Diagnostic algorithm for the classification of CD5+ MBN associating the expression of CD200, CD11c, heavy chain immunoglobulins, and Matutes' score. CLL: chronic lymphocytic leukemia; MCL: mantle cell lymphoma; NHL: CD5+ non-Hodgkin lymphoma non-CLL, non-MCL; PLL: prolymphocytic leukemia.

Several studies have demonstrated that CD200 is highly expressed in HCL by either immunohistochemistry or MFC [14, 15, 20]. Likewise, HCL cells from our study presented the brightest expression of CD200 among MBNs. In turn, SMZL cases and SRPBL presented dim to moderate expression of CD200, and this marker could be helpful in the differential diagnosis of MBN with hairy/villous lymphocytes. Nevertheless, two of these previous reports demonstrated that CD200 was not expressed in 14 SMZL cases [14, 15]. This could be explained by the use of different methodology or distinct CD200 MAb clones. Unfortunately, no case of HCL variant was evaluated in our study, and the role of CD200 expression in the distinction of classical HCL and variant HCL remains to be established.

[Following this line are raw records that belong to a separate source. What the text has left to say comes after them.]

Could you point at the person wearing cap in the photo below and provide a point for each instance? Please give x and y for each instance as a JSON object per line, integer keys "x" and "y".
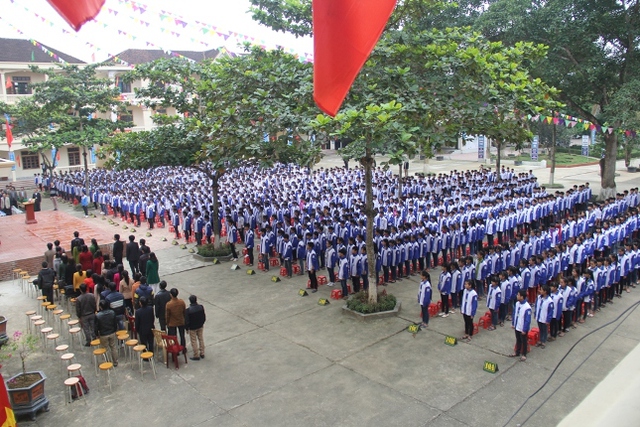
{"x": 195, "y": 318}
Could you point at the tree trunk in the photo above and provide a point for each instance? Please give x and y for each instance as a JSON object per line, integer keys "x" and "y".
{"x": 399, "y": 180}
{"x": 215, "y": 188}
{"x": 367, "y": 162}
{"x": 86, "y": 169}
{"x": 498, "y": 157}
{"x": 608, "y": 166}
{"x": 553, "y": 156}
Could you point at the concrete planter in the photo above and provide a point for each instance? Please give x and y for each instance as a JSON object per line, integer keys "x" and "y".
{"x": 372, "y": 316}
{"x": 28, "y": 400}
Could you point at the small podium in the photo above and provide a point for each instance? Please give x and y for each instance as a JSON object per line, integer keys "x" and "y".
{"x": 31, "y": 214}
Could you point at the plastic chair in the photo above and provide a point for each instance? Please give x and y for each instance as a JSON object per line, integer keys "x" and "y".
{"x": 159, "y": 343}
{"x": 172, "y": 347}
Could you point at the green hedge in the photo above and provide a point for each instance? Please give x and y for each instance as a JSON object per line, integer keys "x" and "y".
{"x": 359, "y": 302}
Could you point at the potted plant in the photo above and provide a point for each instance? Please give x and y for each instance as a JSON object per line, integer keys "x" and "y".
{"x": 26, "y": 389}
{"x": 3, "y": 331}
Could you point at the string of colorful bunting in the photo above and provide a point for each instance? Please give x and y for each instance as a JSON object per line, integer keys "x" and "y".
{"x": 35, "y": 42}
{"x": 201, "y": 27}
{"x": 561, "y": 119}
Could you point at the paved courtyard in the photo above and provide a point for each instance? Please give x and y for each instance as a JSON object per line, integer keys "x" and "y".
{"x": 274, "y": 358}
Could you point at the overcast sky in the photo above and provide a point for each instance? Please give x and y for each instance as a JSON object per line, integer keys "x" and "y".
{"x": 107, "y": 34}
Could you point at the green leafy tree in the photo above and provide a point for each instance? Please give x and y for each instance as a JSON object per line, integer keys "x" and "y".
{"x": 593, "y": 53}
{"x": 71, "y": 101}
{"x": 253, "y": 108}
{"x": 373, "y": 130}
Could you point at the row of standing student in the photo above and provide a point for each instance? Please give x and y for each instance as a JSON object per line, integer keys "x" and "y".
{"x": 560, "y": 304}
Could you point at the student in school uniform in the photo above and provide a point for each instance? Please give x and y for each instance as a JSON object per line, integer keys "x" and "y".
{"x": 444, "y": 286}
{"x": 505, "y": 290}
{"x": 343, "y": 272}
{"x": 468, "y": 307}
{"x": 424, "y": 297}
{"x": 544, "y": 313}
{"x": 494, "y": 296}
{"x": 521, "y": 323}
{"x": 558, "y": 303}
{"x": 331, "y": 258}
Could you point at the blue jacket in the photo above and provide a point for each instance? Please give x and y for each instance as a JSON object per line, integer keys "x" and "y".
{"x": 424, "y": 294}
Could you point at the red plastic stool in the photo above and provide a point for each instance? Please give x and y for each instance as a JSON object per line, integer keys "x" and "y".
{"x": 528, "y": 347}
{"x": 433, "y": 309}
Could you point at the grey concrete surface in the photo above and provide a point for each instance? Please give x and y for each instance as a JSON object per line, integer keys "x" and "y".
{"x": 274, "y": 358}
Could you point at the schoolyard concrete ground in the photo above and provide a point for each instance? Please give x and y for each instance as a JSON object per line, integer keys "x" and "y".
{"x": 274, "y": 358}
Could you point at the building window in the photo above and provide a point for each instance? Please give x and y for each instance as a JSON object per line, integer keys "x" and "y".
{"x": 30, "y": 160}
{"x": 74, "y": 156}
{"x": 126, "y": 117}
{"x": 124, "y": 87}
{"x": 21, "y": 85}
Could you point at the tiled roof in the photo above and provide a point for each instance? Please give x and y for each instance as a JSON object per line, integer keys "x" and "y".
{"x": 20, "y": 50}
{"x": 141, "y": 56}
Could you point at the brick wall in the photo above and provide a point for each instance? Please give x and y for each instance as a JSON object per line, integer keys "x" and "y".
{"x": 33, "y": 265}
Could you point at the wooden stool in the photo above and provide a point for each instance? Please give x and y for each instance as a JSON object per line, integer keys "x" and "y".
{"x": 97, "y": 353}
{"x": 122, "y": 338}
{"x": 71, "y": 383}
{"x": 54, "y": 338}
{"x": 44, "y": 332}
{"x": 107, "y": 367}
{"x": 67, "y": 359}
{"x": 74, "y": 369}
{"x": 128, "y": 347}
{"x": 29, "y": 314}
{"x": 139, "y": 349}
{"x": 74, "y": 334}
{"x": 62, "y": 318}
{"x": 147, "y": 355}
{"x": 50, "y": 308}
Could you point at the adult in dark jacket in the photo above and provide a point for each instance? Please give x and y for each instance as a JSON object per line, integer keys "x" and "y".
{"x": 118, "y": 249}
{"x": 46, "y": 277}
{"x": 194, "y": 323}
{"x": 86, "y": 312}
{"x": 133, "y": 254}
{"x": 145, "y": 322}
{"x": 106, "y": 327}
{"x": 161, "y": 299}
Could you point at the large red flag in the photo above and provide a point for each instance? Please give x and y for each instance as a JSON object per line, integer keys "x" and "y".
{"x": 77, "y": 12}
{"x": 344, "y": 34}
{"x": 7, "y": 419}
{"x": 9, "y": 134}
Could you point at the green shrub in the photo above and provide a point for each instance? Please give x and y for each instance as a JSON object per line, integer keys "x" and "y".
{"x": 360, "y": 303}
{"x": 211, "y": 250}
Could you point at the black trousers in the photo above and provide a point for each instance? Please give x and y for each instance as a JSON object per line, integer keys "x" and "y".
{"x": 468, "y": 325}
{"x": 171, "y": 330}
{"x": 313, "y": 280}
{"x": 521, "y": 343}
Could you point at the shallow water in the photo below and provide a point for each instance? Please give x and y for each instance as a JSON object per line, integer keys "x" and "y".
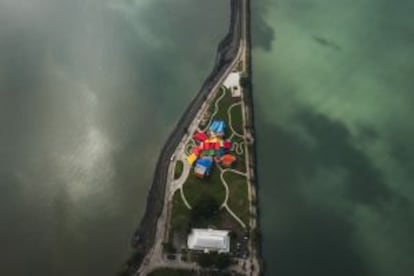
{"x": 333, "y": 92}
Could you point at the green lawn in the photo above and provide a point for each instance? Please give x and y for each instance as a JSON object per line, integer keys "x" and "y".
{"x": 238, "y": 197}
{"x": 195, "y": 188}
{"x": 179, "y": 165}
{"x": 240, "y": 164}
{"x": 237, "y": 119}
{"x": 170, "y": 272}
{"x": 180, "y": 214}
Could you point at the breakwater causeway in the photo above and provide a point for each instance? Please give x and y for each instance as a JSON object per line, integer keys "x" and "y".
{"x": 227, "y": 50}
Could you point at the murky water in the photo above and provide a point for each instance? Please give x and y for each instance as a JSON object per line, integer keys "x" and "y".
{"x": 88, "y": 92}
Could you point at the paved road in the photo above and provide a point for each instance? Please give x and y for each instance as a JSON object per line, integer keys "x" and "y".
{"x": 177, "y": 141}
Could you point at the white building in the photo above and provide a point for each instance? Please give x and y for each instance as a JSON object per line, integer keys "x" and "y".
{"x": 232, "y": 82}
{"x": 209, "y": 240}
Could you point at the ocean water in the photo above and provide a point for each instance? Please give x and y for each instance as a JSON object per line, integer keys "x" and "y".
{"x": 333, "y": 83}
{"x": 89, "y": 91}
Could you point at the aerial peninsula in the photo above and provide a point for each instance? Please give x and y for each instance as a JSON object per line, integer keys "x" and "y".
{"x": 201, "y": 216}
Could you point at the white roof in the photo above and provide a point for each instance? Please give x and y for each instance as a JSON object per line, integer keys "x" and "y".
{"x": 232, "y": 82}
{"x": 209, "y": 240}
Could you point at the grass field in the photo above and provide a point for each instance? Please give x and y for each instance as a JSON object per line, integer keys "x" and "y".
{"x": 238, "y": 197}
{"x": 237, "y": 119}
{"x": 170, "y": 272}
{"x": 195, "y": 189}
{"x": 180, "y": 215}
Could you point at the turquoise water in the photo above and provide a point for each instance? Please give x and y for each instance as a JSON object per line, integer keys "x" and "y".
{"x": 333, "y": 83}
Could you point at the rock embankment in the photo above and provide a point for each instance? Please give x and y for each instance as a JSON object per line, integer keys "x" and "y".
{"x": 143, "y": 239}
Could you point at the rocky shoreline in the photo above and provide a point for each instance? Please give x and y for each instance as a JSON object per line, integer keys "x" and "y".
{"x": 144, "y": 236}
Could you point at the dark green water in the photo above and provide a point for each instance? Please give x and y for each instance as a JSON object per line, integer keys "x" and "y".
{"x": 90, "y": 89}
{"x": 88, "y": 92}
{"x": 334, "y": 99}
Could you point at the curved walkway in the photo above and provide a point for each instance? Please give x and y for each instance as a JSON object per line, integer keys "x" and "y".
{"x": 216, "y": 108}
{"x": 230, "y": 120}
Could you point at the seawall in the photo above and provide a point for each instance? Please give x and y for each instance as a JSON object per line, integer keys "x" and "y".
{"x": 144, "y": 236}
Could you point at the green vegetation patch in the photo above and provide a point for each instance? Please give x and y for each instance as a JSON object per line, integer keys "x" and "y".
{"x": 171, "y": 272}
{"x": 224, "y": 105}
{"x": 180, "y": 214}
{"x": 178, "y": 171}
{"x": 237, "y": 119}
{"x": 240, "y": 164}
{"x": 238, "y": 200}
{"x": 195, "y": 189}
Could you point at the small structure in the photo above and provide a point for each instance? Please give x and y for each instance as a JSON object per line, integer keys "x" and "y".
{"x": 209, "y": 240}
{"x": 200, "y": 136}
{"x": 191, "y": 158}
{"x": 232, "y": 82}
{"x": 203, "y": 166}
{"x": 227, "y": 160}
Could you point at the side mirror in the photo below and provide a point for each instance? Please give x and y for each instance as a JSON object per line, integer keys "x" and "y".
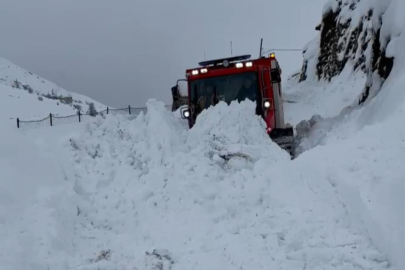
{"x": 275, "y": 76}
{"x": 267, "y": 103}
{"x": 185, "y": 112}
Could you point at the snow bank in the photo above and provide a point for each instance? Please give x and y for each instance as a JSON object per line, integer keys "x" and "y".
{"x": 33, "y": 205}
{"x": 366, "y": 143}
{"x": 149, "y": 194}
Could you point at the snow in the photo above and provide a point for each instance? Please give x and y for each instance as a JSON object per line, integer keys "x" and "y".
{"x": 19, "y": 103}
{"x": 144, "y": 192}
{"x": 148, "y": 193}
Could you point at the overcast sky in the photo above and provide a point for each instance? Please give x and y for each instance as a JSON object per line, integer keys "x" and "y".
{"x": 127, "y": 51}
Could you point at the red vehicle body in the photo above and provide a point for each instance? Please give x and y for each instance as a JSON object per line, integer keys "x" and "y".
{"x": 225, "y": 78}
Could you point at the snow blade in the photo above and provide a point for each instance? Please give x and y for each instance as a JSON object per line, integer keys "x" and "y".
{"x": 284, "y": 137}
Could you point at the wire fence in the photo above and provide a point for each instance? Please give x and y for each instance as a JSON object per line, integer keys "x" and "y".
{"x": 55, "y": 120}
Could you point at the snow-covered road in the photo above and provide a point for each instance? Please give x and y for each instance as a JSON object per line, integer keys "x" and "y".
{"x": 149, "y": 194}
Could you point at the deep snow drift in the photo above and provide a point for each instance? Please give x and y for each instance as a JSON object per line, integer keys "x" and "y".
{"x": 149, "y": 194}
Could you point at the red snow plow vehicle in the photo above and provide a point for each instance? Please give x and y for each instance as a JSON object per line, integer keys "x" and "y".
{"x": 237, "y": 78}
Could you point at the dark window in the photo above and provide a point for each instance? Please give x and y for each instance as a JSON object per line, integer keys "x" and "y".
{"x": 227, "y": 88}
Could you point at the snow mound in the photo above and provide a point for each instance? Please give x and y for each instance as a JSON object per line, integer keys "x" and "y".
{"x": 149, "y": 194}
{"x": 234, "y": 131}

In the CD10+ MBN group, CD200 was negative or dimly expressed, being not useful to distinguish FL from DLBCL. Likewise, CD200 was not useful for the diagnosis of the CD5−/CD10− MBN subgroup other than lymphomas with hairy/villous cells, since the expression of CD200 was heterogeneous in these cases. These results were comparable to the data reported by the Euroflow Consortium that demonstrated a varied pattern of CD200 expression in cases of CD10− DLBCL and MZL [18]. In conclusion, our results expand the understanding of the CD200 expression in MBNs, giving further support for the inclusion of this marker in the flow cytometric panels for the differential diagnosis of MBNs.